Let’s Remember Vietnam Veterans Across the Nation
A recent article that appeared in the Lowell Sun was about an effort in Chelmsford to identify those residents who served in Vietnam and create a memorial or marker to honor them by name. I applaud their efforts.
I am honored and blessed to be able to visit Groton’s own Sawyer Common on Hollis Street and view the World War II Memorial where the names of my father and uncle are listed, who were both Groton residents at the time of their service.
As a Groton Vietnam veteran, I thought it would be important to carry on the tradition of a memorial listing Groton people who served in that awful war. I thought it would be good for posterity, and a way for children and children’s children to remember part of Groton’s important past.

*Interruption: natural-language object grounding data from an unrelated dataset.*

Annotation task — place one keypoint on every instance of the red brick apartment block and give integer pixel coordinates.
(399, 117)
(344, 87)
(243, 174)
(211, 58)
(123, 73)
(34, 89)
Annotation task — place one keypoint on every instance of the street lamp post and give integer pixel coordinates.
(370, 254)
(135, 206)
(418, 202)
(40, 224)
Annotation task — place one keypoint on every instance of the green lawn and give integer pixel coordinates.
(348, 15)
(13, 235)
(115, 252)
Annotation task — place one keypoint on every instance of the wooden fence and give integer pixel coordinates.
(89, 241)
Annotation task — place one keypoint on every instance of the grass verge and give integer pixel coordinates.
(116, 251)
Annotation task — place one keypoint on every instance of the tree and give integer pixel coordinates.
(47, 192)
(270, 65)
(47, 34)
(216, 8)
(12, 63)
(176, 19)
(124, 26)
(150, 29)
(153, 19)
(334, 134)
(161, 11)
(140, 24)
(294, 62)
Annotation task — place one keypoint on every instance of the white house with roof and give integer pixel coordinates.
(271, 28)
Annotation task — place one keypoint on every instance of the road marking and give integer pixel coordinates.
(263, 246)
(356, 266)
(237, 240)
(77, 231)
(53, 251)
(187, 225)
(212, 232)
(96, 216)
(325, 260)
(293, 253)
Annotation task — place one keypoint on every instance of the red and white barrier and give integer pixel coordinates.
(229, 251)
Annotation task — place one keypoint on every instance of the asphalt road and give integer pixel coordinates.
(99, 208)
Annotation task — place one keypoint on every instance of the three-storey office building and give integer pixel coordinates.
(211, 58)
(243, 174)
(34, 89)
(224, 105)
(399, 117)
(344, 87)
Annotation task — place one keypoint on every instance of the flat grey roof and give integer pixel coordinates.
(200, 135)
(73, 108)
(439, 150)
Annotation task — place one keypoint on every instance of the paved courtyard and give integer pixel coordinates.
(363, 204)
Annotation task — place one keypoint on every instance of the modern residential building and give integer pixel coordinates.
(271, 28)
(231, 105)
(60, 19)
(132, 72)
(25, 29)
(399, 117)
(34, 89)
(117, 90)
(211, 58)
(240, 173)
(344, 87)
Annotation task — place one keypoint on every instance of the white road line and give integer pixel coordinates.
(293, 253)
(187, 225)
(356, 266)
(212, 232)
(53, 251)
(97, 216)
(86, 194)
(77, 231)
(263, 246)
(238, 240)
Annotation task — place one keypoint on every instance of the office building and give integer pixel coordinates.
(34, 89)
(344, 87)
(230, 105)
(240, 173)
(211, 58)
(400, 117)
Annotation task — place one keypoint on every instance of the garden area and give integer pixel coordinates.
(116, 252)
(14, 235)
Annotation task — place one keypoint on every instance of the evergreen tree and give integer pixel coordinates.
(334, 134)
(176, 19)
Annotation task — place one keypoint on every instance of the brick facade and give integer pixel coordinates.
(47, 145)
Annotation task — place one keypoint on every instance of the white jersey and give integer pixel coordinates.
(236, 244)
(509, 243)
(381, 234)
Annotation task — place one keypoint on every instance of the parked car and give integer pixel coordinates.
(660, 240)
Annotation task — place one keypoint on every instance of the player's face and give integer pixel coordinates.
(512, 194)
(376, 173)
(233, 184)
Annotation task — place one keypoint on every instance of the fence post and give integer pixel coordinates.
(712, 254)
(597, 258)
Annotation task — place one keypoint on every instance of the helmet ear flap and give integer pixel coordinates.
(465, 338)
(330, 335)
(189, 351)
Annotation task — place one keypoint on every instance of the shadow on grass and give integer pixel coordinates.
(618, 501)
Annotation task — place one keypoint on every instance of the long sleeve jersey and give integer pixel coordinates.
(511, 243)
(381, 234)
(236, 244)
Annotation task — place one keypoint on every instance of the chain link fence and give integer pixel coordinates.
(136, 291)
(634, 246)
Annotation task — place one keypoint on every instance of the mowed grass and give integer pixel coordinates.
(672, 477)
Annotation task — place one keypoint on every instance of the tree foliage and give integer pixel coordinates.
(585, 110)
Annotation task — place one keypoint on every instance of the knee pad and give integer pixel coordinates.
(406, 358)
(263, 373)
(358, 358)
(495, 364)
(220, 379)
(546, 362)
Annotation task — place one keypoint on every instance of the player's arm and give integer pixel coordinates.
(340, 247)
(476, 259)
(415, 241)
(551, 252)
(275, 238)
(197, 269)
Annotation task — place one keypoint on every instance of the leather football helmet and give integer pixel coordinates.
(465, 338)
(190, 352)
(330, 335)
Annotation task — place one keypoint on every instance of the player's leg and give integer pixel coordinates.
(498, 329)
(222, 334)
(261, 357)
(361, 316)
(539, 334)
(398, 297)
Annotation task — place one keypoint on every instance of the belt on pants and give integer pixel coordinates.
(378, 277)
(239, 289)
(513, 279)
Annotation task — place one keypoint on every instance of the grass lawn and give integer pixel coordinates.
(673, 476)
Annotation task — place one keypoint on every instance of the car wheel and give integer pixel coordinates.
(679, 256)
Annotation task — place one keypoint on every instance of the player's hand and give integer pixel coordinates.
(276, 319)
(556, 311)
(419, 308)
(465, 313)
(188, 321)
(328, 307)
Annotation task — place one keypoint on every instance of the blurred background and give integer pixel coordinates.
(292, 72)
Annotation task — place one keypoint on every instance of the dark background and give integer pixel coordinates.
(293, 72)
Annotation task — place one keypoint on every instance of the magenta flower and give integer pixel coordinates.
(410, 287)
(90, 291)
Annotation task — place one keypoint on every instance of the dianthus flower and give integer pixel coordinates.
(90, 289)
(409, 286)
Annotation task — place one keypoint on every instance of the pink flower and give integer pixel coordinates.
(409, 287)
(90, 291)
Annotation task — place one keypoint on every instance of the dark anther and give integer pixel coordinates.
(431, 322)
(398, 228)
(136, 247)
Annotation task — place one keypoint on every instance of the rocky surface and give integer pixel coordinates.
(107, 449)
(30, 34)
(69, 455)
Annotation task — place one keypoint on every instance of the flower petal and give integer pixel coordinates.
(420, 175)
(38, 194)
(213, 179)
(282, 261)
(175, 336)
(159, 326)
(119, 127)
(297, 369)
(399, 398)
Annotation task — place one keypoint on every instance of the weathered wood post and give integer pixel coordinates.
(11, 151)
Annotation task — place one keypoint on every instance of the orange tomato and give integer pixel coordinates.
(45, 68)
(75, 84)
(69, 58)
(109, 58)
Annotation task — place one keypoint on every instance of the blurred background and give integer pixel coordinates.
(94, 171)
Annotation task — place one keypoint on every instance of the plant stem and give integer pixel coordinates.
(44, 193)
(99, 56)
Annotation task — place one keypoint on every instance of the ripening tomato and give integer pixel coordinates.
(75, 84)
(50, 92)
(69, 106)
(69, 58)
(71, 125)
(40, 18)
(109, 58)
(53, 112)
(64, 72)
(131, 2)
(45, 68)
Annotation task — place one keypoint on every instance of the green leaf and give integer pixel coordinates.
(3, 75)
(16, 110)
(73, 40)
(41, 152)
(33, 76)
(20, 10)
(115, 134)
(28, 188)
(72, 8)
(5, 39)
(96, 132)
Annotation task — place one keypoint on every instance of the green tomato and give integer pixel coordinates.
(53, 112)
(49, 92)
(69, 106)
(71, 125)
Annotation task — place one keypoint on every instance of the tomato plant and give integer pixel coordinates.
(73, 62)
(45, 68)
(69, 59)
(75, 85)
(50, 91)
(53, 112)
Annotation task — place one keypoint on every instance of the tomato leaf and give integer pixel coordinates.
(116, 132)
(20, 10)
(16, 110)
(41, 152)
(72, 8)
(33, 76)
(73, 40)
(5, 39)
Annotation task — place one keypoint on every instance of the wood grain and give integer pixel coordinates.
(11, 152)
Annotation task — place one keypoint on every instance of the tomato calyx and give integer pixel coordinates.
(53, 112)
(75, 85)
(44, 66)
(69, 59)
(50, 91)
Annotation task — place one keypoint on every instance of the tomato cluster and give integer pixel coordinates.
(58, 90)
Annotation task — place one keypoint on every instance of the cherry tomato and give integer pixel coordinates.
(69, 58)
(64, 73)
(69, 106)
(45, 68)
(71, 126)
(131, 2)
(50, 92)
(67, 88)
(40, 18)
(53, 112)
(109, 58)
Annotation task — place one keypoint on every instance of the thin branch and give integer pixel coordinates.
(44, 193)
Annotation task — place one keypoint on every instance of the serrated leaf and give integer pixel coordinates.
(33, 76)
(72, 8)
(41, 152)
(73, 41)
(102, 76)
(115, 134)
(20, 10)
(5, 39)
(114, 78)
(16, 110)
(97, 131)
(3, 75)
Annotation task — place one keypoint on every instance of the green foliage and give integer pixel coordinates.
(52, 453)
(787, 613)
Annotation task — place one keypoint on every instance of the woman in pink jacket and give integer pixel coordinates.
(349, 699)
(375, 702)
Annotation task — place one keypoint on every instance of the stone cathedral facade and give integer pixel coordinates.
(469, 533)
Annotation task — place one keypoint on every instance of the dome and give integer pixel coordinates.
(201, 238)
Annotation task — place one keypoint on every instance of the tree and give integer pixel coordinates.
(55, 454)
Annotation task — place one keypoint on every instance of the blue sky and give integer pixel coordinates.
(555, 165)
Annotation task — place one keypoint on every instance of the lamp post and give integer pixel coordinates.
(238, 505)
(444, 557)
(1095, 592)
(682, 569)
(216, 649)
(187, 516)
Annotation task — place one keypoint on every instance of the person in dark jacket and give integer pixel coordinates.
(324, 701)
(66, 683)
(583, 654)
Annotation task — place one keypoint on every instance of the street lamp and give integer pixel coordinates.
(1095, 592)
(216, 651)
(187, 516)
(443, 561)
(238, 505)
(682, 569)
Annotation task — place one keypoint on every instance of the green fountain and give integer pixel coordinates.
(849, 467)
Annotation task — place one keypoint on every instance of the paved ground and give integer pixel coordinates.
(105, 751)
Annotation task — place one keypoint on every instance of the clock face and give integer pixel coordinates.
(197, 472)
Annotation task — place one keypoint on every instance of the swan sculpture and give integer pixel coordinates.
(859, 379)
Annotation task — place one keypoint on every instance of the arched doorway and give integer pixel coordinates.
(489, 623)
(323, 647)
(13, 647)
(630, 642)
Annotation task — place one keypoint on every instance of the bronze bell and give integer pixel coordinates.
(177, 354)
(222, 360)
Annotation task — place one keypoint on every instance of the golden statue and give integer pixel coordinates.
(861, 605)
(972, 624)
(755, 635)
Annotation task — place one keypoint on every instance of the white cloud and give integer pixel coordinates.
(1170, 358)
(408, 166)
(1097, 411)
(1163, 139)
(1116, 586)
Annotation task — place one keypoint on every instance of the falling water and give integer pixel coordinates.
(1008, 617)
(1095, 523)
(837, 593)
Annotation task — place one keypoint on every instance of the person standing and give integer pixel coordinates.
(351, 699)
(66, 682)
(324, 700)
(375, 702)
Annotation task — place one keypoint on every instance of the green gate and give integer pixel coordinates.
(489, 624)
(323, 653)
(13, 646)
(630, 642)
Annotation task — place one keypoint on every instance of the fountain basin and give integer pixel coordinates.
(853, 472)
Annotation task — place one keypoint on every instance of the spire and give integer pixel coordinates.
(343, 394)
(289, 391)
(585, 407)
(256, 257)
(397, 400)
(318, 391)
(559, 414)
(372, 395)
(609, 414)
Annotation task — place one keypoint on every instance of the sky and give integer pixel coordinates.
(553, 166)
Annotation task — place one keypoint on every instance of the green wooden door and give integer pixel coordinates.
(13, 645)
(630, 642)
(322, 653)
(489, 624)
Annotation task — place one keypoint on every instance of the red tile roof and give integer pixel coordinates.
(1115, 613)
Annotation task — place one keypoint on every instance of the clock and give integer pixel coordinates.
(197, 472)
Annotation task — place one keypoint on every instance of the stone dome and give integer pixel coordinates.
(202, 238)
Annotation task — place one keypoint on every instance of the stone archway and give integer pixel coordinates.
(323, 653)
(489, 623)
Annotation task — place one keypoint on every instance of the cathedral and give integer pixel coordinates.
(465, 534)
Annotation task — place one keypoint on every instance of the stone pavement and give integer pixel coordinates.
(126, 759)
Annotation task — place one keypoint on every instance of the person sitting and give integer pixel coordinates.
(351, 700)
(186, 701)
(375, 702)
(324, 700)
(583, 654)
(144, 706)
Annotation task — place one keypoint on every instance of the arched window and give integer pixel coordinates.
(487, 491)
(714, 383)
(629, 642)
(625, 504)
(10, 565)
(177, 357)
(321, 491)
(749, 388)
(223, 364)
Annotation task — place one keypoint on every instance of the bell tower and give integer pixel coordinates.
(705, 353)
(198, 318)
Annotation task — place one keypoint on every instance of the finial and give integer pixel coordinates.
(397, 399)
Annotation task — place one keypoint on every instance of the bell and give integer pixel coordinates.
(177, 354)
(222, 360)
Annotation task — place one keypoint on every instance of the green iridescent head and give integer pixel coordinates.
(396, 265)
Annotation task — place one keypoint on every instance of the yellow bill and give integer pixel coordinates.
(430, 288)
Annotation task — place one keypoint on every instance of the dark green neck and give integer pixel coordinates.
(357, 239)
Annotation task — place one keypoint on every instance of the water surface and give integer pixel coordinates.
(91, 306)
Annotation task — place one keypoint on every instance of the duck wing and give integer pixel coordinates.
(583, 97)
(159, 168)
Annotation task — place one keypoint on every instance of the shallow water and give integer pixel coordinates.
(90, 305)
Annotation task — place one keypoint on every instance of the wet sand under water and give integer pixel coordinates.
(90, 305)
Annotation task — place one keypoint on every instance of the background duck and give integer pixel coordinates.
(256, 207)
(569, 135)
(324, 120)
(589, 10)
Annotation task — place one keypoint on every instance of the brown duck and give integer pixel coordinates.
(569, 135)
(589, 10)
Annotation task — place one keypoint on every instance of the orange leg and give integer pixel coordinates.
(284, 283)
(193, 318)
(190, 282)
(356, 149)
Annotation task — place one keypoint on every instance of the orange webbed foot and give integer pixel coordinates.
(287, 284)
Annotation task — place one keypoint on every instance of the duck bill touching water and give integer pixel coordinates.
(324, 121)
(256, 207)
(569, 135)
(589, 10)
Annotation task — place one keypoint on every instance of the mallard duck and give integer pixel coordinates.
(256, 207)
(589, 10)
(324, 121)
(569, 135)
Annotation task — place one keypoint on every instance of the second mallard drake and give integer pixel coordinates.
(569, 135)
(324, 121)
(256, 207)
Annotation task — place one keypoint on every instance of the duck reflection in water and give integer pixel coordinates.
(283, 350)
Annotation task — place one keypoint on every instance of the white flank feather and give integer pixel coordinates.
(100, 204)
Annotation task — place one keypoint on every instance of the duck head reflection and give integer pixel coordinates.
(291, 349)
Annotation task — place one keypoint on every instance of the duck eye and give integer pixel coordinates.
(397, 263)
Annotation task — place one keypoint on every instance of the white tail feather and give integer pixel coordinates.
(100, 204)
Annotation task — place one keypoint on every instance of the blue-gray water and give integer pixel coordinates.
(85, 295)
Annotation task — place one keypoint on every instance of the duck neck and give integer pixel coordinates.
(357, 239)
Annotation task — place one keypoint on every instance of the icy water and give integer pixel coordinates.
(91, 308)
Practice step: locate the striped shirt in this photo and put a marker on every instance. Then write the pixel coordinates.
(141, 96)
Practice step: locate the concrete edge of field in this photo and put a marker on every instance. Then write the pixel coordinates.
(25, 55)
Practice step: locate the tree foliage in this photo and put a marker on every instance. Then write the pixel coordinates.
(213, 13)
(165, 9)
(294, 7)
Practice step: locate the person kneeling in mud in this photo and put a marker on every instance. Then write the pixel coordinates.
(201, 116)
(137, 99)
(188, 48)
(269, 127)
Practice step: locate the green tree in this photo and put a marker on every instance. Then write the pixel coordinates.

It was disappointing to me, to say the least that my inquiries into such an undertaking were met with negatives. Too many variables I was told. How to search the records. Definition of town residency. Lack of Consensus.
And yet our elders- Groton residents from our past- were somehow able to pull it off.
The Vietnam war was certainly not a popular war. There were protestors, draft notice burners, religious exemptions, and even people who fled to Canada to avoid the draft (but were later pardoned). But there were also Groton residents who accepted their duty- some with more enthusiasm and some with less.
But accept it we did. And the return to home was less than glamorous. No Welcome Home banners. Not so much as an acknowledgement of the horrors that some of us had witnessed in a war zone and returning to a “normal” life in a small town.
Please remember this country’s Vietnam Veterans across the nation. Over 50,000 who were sent there whether with a sense enthusiasm or as an obligation- did not return home safely. Their names are etched into the Vietnam Memorial in Washington DC.